Make sure you installed FMS properly before following this tutorial, see FMS download and installation.

FMS is a command line application and as such, is rather self-documented. To get a summary of the various commands and options, cd to the directory where you installed FMS and simply run:

python startfms.py --help

You should get something like:

Usage: startfms.py [options] [command] simulationconffile

runs a Financial Market Simulator simulation

Options:
  -h, --help            show this help message and exit
  -v, --verbose         set logging level to 'info'. Overrided by --loglevel.
  -L LEVEL, --loglevel=LEVEL
                        set logging level to LEVEL: debug, info, warning,
                        error, critical.

As you might see, you just used the first option, --help.

For further details about commands and options, an unix-style manpage is provided in the docs directory of your FMS installation.

“Running” FMS means feeding it with information about which kind of agents (and how many of them) trade on which kind of market in which kind of world, for how many periods of time. In addition, the market may follow different rules of clearing, depending on the “period” of the day (pre-opening, fixing, continuous trading, etc.). Such a complete description is called an “experiment” and is conveniently stored in a flat file (see FMS experiments configuration for details about this file). Once FMS read and checked the configuration file, the experiment is run, producing transaction data (date, transaction number, price, volume) either on the console or in a file.

Before going deeper in the nuts and bolts of FMS, you should understand what world, engines, markets and agents mean in FMS’s vocabulary.

The FMS model

World

This is a “global environment” class, providing agents with so called exogenous information on request. Such information might typically be the level of interest rates, or energy price, for an example. Any world class keeps track of time.

A NullWorld class is provided with FMS, it does not provide any special information.

Engines/markets

The engines/markets tuples describe what you would simply call “the market” in the real world. Engines are the “traffic controlers” : they give speak to the agents in a (simulated) synchronous or asynchronous manner, choosing which agents speak and when at will. For an example, FMS provides with an AsynchronousRandWReplace engine class, which is asynchronous (market clearing is required as soon as an agent spoke) and chooses agents randomly, with replacement. Markets basically are responsible for recording the orders, and doing the clearing (for an example, auction style “fixing” clearing once in a while, or continuous book based clearing). FMS provides with two basic market classes, ContinuousOrderDriven and HighestQtyFixing.

Agents

Agents act when the engines give them speak. Acting is either do nothing, or place an order. Order should at least have a direction (buy or sell) but may in addition specify price and/or quantity. A ZeroIntelligenceTrader class is provided: this agent takes fully random decisions.

As all this probably sounds rather theoretical at the moment, let’s try a first experiment to help you make sense out of it.

Configuring an experiment

To keep your system clean, start by creating a new directory for your experiments somewhere in your home directory (the My documents directory if you use Windows).

If you use Linux or a BSD, make sure that the startfms.py script is on your path, or symlink or copy it in the newly created “experiments” directory.

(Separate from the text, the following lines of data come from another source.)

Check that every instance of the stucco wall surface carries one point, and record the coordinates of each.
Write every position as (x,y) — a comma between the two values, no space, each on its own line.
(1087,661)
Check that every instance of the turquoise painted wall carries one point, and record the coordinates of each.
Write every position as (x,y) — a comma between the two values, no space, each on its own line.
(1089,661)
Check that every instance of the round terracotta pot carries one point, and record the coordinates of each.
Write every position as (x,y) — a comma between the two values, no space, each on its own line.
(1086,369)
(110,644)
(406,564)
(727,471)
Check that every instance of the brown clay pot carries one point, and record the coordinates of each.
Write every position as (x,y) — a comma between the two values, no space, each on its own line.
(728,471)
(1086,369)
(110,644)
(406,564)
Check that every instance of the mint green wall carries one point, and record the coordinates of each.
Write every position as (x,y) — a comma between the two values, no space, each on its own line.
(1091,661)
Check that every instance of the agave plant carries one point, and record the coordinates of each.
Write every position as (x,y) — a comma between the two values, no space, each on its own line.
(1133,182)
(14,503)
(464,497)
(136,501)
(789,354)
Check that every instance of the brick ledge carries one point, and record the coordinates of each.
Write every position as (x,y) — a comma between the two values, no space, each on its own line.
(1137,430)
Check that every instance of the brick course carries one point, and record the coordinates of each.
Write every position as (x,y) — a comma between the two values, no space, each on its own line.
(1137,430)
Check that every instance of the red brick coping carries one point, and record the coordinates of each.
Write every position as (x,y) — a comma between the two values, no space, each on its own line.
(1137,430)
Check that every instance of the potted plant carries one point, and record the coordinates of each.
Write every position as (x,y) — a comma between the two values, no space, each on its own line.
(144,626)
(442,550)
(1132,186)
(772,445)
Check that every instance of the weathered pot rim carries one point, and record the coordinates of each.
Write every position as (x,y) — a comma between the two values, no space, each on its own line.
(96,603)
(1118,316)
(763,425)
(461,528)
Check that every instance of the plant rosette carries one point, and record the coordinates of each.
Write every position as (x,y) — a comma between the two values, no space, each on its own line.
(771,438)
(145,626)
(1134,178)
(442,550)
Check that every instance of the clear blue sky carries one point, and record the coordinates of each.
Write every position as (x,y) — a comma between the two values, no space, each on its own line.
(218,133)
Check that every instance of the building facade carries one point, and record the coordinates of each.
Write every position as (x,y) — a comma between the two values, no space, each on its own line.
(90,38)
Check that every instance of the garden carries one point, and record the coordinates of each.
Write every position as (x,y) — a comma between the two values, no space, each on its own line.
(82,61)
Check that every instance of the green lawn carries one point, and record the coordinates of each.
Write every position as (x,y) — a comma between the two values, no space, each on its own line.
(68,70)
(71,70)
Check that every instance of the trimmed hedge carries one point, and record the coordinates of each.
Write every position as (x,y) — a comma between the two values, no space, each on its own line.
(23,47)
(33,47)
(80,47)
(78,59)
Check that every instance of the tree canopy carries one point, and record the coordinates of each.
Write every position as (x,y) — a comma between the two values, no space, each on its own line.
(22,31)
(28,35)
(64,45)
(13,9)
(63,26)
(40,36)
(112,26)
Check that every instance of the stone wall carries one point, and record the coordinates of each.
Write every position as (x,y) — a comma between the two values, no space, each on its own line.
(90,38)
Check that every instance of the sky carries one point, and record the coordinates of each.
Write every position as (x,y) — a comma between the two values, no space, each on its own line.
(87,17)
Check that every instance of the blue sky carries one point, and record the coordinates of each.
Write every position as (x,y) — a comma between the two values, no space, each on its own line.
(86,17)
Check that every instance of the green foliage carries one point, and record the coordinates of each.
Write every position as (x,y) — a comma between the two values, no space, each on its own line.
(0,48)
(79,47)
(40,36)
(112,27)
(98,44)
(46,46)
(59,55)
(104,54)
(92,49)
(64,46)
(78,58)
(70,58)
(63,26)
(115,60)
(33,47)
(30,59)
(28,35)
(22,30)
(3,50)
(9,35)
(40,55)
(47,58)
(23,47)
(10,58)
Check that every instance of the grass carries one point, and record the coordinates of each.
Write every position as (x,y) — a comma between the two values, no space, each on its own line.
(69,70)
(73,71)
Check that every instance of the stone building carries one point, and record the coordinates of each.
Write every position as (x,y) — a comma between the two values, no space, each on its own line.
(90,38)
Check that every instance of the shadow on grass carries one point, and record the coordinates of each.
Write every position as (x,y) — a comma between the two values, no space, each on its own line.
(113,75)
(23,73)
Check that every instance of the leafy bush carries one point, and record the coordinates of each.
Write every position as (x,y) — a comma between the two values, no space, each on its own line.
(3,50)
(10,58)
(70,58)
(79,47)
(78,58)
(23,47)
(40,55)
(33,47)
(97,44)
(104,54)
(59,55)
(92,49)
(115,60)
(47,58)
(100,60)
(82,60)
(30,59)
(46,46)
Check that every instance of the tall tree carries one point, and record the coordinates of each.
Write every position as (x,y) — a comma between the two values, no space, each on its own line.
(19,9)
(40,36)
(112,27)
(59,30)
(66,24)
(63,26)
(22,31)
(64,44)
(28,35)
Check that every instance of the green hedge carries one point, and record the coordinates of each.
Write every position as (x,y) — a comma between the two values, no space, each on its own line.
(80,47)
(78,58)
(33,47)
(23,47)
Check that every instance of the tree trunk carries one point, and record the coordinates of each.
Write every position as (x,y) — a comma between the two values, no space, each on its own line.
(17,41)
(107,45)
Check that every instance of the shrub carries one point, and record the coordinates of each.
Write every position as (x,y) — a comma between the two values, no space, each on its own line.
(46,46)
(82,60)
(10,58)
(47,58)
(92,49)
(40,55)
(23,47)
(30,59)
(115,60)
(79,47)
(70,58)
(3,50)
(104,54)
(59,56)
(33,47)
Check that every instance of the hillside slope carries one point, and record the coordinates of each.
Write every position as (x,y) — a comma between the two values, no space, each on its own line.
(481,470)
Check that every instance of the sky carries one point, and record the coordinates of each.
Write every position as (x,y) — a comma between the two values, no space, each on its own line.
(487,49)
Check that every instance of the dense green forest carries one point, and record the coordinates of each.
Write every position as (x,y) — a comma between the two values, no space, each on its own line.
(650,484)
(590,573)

If you use Windows, copy the startfms.py (it is very small, so copying it is not a problem) in the newly created “experiments” directory. Remember that startfms.py is located in your Python installation Scripts directory, something like C:\Python26\Scripts\.

Open your favorite text editor, and copy the text below:

--- # My first experiment

world:
      classname: NullWorld

engines:
    - classname: AsynchronousRandWReplace
      market:
          classname: ContinuousOrderDriven
      daylength: 20

agents:
    - classname: ZeroIntelligenceTrader
      number: 1000
      money: 10000
      stocks: 1000
      args: [1000, 100]

Then save it in the “experiments” directory under the name “exp1.yml” or whatever name you may think of (and remember), provided you keep the ”.yml” extension. This extension is necessary because it tells FMS that the configuration file is a YAML one. YAML (Yet Another Markup Language) is nothing more than some kind of syntax, and this one was designed to be as human friendly as possible, so don’t be scared even if you have no previous experience of manually written config files.

Before trying to run this first experiment, you deserve a few words of explanation.

As said before, the full description of the experiment should be in the config file [1]. Because you read carefully the previous section, you know that to define an experiment, you should (at least) provide:

  • a world class
  • an engine/market tuple
  • an agent class

As you probably noticed, this is exactly what you just copied in the configuration file. As any YAML file, this file contains “documents”. The three dashes on the first line mark the beginning of the only document in our configuration file:

--- # My first experiment

Anything following the # on this line (and any other) is a comment.

Then we describe three “objects”: any non-indented line looking like:

object:

starts the description of a new object. The idented lines below this one define this object’s various attributes. We thus defined exactly three objects, namely world, engines and agents. More objects are possible, see FMS experiments configuration to learn about those.

As the three kind of objects we described here are the bare minimum to get a valid experiment, let’s get acquainted with any of them.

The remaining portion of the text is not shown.